Create dataframe from C# List - Spark for .NET

3.5k Views Asked by At

I am currently new to .NET for Spark and need to append a C# list to a delta table. I assume I first need to create a Spark DataFrame to do this. In the sample code how would I go about appending "names" to the dataframe "df"?

It seems now this has been deprecated (https://github.com/Microsoft/Mobius) that using RDD's is not available with the new version (https://github.com/dotnet/spark)
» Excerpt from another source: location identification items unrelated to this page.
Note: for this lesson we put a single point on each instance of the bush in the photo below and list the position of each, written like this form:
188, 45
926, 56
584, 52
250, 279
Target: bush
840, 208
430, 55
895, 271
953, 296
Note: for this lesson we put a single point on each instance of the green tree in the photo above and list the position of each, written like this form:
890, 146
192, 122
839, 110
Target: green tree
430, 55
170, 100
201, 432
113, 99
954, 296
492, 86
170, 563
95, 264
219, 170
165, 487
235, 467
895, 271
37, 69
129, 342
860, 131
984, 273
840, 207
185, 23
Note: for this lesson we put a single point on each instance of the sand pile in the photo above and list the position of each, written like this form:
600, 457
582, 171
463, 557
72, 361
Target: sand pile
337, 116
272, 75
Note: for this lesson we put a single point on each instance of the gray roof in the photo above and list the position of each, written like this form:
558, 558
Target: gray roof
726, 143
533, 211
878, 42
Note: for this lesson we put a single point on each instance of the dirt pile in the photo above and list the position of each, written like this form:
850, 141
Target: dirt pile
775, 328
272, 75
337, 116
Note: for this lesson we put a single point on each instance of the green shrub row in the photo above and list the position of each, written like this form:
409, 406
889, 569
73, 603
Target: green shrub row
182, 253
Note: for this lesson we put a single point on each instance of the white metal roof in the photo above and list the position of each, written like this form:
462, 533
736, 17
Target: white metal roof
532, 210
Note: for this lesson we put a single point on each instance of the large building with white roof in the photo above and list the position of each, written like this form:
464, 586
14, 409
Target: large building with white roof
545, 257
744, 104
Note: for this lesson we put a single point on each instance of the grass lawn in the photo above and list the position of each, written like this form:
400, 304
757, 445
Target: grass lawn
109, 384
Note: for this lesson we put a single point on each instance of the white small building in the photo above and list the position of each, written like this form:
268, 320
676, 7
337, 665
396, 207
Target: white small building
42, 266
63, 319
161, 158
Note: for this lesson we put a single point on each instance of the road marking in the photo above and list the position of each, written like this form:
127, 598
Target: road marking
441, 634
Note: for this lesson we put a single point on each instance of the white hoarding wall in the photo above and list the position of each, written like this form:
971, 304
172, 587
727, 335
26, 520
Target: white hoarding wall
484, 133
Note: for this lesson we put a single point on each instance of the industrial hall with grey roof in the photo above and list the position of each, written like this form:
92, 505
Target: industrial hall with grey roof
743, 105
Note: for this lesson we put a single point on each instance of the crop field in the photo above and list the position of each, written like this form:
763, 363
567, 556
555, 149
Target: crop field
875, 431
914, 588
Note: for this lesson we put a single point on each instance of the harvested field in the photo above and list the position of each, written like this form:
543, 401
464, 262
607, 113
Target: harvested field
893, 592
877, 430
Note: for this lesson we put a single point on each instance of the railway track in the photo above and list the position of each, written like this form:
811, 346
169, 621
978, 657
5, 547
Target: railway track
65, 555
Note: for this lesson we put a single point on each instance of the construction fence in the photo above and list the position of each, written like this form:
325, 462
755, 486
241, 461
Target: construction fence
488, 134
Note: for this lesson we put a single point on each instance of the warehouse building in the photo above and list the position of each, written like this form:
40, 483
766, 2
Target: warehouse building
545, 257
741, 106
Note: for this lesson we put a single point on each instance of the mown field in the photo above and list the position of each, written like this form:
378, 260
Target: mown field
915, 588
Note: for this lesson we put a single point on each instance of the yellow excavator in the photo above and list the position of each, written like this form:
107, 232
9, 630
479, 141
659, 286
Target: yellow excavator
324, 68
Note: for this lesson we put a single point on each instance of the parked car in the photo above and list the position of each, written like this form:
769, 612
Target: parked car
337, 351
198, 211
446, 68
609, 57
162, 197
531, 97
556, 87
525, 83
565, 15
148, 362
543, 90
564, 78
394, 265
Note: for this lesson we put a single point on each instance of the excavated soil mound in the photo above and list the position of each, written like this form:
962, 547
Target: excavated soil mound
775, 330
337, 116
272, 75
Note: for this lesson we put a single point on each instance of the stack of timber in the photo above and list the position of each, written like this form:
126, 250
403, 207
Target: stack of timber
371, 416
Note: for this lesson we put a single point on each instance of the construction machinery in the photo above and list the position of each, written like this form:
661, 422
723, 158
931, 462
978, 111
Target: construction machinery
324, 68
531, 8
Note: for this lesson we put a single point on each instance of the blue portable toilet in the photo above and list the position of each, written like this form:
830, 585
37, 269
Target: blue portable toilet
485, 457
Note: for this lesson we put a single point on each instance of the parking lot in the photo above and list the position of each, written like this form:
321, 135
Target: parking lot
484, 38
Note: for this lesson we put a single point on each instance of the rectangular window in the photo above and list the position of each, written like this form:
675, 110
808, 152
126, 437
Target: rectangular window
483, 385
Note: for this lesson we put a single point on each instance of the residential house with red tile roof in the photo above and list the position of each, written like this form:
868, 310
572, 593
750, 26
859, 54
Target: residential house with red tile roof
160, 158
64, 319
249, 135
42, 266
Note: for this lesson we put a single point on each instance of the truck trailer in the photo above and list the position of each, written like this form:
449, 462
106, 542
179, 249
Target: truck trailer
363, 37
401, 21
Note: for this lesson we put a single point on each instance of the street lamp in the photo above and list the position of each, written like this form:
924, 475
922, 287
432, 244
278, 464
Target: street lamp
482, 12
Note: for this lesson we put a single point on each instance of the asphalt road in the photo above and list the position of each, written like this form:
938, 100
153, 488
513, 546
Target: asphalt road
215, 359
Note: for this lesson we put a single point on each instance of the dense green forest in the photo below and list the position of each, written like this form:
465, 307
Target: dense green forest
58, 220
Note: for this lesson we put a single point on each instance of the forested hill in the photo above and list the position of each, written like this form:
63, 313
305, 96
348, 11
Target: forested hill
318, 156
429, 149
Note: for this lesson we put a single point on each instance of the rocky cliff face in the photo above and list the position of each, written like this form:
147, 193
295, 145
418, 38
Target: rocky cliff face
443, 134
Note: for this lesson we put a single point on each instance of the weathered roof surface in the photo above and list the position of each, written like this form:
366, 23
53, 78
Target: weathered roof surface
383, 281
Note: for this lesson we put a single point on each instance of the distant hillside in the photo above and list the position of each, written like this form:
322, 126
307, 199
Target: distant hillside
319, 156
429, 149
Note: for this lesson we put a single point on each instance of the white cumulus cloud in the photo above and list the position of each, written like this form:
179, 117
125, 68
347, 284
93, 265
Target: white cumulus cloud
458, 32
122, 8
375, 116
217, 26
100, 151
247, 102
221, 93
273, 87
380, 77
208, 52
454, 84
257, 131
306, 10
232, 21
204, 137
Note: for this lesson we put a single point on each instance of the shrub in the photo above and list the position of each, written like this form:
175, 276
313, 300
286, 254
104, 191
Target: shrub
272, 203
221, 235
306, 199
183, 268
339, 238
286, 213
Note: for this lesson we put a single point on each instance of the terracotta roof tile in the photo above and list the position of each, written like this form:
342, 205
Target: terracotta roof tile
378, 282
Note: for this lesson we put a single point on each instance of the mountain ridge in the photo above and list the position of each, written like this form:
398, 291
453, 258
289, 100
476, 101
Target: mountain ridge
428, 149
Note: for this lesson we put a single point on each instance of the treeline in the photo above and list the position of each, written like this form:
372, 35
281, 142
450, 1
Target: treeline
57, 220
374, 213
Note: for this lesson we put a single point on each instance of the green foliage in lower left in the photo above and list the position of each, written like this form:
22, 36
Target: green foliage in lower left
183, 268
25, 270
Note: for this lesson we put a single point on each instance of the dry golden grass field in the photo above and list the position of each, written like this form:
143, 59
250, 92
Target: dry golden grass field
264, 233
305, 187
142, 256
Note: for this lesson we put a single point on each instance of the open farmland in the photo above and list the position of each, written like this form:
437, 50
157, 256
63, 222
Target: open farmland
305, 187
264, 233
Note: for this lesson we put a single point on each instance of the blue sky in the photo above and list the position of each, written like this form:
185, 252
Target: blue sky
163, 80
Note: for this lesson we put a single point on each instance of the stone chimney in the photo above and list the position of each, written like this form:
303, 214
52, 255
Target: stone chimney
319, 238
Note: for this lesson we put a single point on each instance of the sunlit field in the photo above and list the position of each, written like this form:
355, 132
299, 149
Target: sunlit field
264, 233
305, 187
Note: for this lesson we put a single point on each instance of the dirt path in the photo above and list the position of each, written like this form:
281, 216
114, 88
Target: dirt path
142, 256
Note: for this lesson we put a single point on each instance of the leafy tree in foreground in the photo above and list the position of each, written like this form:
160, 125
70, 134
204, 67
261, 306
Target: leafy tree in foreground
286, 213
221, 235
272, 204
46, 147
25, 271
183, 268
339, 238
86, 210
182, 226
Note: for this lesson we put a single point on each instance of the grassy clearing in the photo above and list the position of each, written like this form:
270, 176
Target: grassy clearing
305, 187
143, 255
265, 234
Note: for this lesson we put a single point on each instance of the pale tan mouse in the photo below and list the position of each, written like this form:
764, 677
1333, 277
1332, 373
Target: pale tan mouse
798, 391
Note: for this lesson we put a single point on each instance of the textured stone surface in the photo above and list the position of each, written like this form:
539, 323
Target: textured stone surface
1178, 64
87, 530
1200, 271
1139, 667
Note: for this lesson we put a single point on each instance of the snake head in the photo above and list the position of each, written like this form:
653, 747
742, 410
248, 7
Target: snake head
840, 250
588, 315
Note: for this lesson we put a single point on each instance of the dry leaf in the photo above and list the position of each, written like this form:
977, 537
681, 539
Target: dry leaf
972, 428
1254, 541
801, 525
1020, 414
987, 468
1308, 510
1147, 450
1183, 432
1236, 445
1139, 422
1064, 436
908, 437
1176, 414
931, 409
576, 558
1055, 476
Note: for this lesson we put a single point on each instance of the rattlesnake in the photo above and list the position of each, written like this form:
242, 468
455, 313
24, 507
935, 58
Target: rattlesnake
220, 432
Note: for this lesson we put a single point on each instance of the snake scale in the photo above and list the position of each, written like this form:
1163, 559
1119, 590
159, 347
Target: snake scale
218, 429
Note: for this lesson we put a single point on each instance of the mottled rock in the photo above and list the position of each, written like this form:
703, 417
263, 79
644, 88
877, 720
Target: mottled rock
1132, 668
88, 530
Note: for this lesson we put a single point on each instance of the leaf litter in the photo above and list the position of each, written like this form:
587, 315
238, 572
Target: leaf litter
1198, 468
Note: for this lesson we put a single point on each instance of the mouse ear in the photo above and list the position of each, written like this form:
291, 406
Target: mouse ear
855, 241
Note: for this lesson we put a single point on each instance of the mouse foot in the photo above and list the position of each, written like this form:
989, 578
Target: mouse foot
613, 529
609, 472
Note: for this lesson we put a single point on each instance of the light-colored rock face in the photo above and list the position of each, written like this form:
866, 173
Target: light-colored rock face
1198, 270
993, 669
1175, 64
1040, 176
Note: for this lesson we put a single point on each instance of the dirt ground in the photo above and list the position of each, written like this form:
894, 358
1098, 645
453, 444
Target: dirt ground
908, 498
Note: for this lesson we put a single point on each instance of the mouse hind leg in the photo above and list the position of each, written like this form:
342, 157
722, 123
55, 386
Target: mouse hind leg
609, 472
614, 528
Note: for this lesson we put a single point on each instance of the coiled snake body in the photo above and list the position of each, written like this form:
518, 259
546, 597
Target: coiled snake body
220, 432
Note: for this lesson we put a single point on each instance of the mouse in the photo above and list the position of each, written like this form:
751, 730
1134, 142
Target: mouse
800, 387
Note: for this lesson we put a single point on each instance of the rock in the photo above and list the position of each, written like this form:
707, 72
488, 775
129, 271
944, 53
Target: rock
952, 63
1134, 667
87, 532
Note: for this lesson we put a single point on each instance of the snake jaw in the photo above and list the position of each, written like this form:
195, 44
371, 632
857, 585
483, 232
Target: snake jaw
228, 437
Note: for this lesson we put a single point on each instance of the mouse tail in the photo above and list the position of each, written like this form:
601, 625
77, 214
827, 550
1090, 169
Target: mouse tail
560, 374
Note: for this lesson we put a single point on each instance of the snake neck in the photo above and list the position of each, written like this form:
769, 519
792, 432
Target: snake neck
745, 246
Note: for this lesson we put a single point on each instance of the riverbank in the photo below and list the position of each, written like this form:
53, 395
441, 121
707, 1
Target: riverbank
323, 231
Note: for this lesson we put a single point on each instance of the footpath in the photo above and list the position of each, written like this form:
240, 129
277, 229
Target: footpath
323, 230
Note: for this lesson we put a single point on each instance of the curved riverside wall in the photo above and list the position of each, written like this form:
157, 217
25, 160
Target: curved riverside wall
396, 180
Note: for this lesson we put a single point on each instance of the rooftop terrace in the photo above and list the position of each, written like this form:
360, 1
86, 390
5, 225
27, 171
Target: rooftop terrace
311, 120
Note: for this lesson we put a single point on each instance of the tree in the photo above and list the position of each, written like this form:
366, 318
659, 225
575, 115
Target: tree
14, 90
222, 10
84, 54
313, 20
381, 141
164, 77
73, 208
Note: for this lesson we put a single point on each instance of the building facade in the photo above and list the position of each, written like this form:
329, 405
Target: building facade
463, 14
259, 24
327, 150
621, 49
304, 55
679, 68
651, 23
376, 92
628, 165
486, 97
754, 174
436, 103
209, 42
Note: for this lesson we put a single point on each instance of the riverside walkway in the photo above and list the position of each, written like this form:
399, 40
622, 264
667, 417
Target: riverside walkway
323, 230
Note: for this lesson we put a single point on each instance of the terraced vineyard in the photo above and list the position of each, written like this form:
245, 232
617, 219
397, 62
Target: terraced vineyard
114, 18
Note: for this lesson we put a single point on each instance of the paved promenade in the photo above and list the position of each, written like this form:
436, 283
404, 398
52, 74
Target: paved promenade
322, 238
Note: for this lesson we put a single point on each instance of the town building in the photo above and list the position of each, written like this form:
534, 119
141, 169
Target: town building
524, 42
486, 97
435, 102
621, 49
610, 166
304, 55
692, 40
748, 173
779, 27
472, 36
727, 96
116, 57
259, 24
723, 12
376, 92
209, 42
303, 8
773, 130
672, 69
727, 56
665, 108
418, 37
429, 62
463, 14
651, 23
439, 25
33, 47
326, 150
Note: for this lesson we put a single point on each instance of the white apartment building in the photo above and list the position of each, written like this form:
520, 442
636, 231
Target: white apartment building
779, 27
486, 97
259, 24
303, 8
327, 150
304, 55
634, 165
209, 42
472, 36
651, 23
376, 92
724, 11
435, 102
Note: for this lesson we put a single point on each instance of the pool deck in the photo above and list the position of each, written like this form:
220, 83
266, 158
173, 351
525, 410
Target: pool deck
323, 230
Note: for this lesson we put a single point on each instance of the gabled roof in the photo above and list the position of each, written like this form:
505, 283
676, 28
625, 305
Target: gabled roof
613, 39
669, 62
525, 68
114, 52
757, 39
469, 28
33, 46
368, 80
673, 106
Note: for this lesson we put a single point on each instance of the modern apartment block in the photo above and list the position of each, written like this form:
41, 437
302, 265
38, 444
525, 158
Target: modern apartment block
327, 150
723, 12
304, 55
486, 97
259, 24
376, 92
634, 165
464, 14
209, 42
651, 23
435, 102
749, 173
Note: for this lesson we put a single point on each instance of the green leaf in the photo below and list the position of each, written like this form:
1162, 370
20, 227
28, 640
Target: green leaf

using System.Collections.Generic;
using Microsoft.Spark.Sql;

namespace HelloSpark
{
    class Program
    {
        static void Main(string[] args)
        {
            var spark = SparkSession.Builder().GetOrCreate();
            var df = spark.Read().Json("people.json");
            df.Show();

            var names = new List<string> { "john", "20" };

        }
    }
}

The example file people.json looks like the following:

{"name":"Michael"}
{"name":"Andy", "age":"30"}
{"name":"Justin", "age":"19"}
2

There are 2 best solutions below

6
Amit On

You need to create another Dataframe using the list and union it with the original dataframe. Once done you can write it external storage. You can look for corresponding C# apis based on the Psuedo code below

 var names = new List<string> { "john", "20" };
 // Create a Dataframe using this list
 // In scala you can do spark.createDataFrame using the list.
 var newdf = spark.createDataFrame(names,yourschemaclass)
 // union it with original df
 var joineddf = df.union(newdf)
 // write to external storage if you want
 joineddf.write()
0
Ed Elliott On

You can now create a dataframe in .NET for Apache Spark (you couldn't when this question was written).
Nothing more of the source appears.